The Crisis Recovery House delivered by Richmond Fellowship, supports people experiencing a mental health crisis, as an alternative to hospital admission, where appropriate. It will also provide assistance to individuals discharged from hospital who require a brief period of intensive support. The service will offer short term placement, with respite, practical and emotional support, therapeutic sessions while retaining or forming key links with family and support networks, to help build resilience and learn mental health coping strategies.

The Crisis Recovery house provides a safe place for people who need help to manage a mental health crisis.  At the Crisis Recovery House people are empowered to:

  • Develop their own coping skills
  • Build their resilience
  • Take control of their lives.

This helps them to return home as soon as possible and keep well at home.
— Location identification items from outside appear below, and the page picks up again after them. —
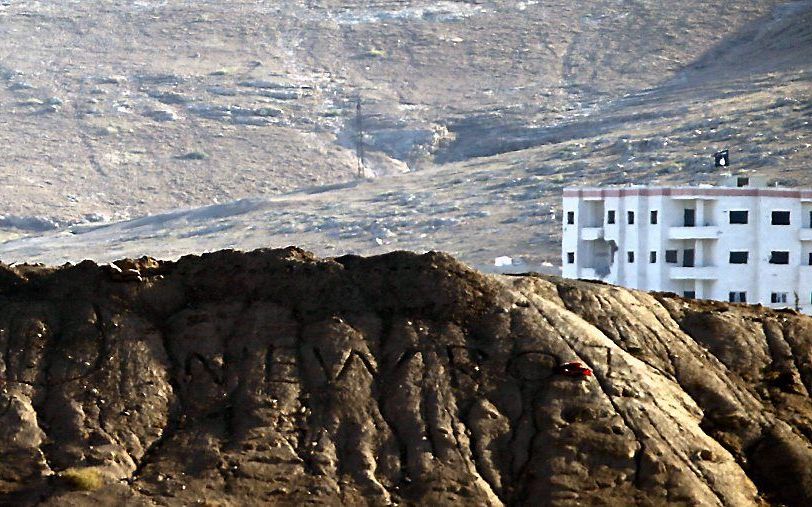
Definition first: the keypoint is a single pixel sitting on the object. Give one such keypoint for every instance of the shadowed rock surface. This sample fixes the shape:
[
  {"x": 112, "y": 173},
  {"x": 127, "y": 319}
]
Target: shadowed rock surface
[{"x": 276, "y": 377}]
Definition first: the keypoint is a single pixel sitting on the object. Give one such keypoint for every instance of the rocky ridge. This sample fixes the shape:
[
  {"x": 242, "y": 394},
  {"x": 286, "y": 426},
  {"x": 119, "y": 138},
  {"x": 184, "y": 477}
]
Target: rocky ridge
[{"x": 275, "y": 376}]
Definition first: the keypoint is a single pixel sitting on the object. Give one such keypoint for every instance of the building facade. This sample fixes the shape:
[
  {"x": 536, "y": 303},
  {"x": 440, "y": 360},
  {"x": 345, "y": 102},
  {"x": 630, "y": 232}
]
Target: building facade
[{"x": 739, "y": 242}]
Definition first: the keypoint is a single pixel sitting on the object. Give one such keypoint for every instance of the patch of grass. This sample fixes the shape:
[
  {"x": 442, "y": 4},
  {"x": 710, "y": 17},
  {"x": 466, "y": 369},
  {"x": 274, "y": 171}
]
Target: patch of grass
[{"x": 83, "y": 479}]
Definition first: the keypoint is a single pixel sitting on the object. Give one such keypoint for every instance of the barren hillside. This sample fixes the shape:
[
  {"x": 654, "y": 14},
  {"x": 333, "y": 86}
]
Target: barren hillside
[
  {"x": 274, "y": 376},
  {"x": 494, "y": 106}
]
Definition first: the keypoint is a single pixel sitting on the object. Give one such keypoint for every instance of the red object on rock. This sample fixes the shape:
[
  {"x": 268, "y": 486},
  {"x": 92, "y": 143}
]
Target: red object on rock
[{"x": 573, "y": 369}]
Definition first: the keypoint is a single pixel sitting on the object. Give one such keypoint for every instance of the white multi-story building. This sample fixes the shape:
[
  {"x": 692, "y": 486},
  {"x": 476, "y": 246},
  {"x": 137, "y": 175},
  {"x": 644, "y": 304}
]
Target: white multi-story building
[{"x": 740, "y": 242}]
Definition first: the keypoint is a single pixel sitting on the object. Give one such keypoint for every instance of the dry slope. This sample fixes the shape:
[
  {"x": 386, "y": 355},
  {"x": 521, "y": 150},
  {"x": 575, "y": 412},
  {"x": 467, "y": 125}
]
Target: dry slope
[{"x": 274, "y": 376}]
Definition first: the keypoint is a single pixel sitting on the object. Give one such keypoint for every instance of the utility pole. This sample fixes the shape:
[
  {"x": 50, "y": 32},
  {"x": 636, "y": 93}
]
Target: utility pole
[{"x": 359, "y": 147}]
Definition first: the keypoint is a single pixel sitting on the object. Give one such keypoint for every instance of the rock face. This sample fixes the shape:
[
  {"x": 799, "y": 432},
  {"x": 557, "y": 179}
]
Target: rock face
[{"x": 276, "y": 377}]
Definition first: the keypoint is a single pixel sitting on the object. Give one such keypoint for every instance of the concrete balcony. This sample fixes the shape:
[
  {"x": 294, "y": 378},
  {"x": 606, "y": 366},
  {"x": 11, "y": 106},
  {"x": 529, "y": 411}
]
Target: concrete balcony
[
  {"x": 591, "y": 233},
  {"x": 704, "y": 232},
  {"x": 695, "y": 273}
]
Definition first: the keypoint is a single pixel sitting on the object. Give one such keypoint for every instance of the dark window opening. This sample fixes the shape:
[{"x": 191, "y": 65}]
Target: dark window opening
[
  {"x": 737, "y": 297},
  {"x": 688, "y": 258},
  {"x": 738, "y": 257},
  {"x": 780, "y": 218},
  {"x": 738, "y": 217},
  {"x": 689, "y": 217},
  {"x": 777, "y": 257}
]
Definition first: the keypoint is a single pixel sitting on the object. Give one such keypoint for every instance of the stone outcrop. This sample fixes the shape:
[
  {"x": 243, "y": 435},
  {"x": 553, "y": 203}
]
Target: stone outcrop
[{"x": 276, "y": 377}]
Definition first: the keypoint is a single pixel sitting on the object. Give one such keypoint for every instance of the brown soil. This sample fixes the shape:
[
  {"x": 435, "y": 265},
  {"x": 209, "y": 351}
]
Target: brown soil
[{"x": 276, "y": 377}]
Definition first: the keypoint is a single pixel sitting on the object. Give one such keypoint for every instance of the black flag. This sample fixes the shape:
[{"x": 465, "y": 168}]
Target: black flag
[{"x": 722, "y": 158}]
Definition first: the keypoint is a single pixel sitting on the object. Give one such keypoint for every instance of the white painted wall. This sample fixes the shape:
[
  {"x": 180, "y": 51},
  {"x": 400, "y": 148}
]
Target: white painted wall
[{"x": 712, "y": 239}]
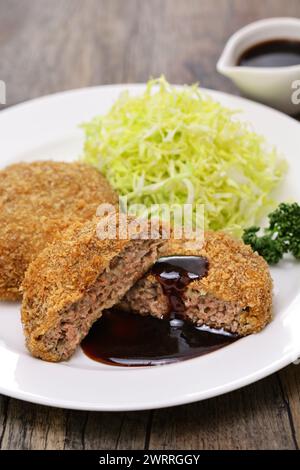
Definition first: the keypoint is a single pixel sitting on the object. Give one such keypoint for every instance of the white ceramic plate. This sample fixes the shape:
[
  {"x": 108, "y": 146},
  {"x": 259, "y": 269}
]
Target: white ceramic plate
[{"x": 47, "y": 128}]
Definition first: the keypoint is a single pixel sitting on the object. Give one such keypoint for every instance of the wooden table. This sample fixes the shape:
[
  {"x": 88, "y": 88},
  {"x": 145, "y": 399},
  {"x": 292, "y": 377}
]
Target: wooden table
[{"x": 49, "y": 46}]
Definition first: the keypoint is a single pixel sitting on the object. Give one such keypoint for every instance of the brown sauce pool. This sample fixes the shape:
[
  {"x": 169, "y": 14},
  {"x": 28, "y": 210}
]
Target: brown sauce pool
[
  {"x": 126, "y": 339},
  {"x": 273, "y": 53}
]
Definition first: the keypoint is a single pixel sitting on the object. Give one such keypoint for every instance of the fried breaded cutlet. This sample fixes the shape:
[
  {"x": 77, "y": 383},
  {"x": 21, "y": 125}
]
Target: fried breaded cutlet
[
  {"x": 73, "y": 280},
  {"x": 235, "y": 295},
  {"x": 37, "y": 202}
]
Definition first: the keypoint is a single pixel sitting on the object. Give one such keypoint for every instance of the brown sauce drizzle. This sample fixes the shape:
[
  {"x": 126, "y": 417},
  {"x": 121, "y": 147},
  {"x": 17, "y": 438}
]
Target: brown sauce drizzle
[
  {"x": 127, "y": 339},
  {"x": 272, "y": 53}
]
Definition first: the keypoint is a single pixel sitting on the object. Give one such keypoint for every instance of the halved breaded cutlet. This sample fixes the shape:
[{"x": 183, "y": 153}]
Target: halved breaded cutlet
[
  {"x": 37, "y": 202},
  {"x": 235, "y": 295},
  {"x": 73, "y": 280}
]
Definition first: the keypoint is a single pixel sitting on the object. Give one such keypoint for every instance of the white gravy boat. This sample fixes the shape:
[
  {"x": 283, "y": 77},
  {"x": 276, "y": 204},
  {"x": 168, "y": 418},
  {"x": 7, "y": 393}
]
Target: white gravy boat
[{"x": 274, "y": 86}]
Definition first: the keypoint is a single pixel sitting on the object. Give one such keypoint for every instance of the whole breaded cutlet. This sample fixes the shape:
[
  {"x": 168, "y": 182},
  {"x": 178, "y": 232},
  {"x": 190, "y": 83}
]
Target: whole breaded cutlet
[
  {"x": 73, "y": 280},
  {"x": 236, "y": 294},
  {"x": 38, "y": 201}
]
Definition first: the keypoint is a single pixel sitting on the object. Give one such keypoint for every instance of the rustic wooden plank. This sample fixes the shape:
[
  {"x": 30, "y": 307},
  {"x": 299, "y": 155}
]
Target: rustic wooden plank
[
  {"x": 116, "y": 430},
  {"x": 252, "y": 418},
  {"x": 290, "y": 382},
  {"x": 31, "y": 426}
]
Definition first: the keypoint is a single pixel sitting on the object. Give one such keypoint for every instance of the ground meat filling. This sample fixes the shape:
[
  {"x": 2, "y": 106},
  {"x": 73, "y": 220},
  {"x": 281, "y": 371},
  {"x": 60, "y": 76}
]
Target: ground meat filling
[{"x": 76, "y": 321}]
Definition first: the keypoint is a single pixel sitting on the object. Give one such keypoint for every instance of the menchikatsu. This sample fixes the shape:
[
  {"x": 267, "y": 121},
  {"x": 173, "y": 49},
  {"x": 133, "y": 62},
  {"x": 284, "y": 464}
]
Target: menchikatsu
[
  {"x": 223, "y": 284},
  {"x": 67, "y": 287},
  {"x": 37, "y": 202}
]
Individuals can get help from a range of personal interventions, focused on their recovery. These include:

  • Support to learn and develop practical skills to safely return to independent living
  • Support to ensure families/carer and/or other significant others are included in their care
  • Support to manage treatment
  • Support to address physical health needs
  • Interventions to understand relapse prevention
  • Interventions to develop coping strategies
  • Support to access employment/ education/voluntary work or other social support structures

Individuals are also helped to develop their own recovery plans and can get support from the home treatment team whenever needed.

 

The house has:

  • 17 private bedrooms, one which is designed to support people with disabilities
  • A garden and quiet rooms
  • Communal kitchens and lounges.

The Crisis Recovery House is for adults who live in Ealing, Hounslow and Hammersmith and Fulham as an alternative to hospital admission or where brief input is required following an inpatient admission.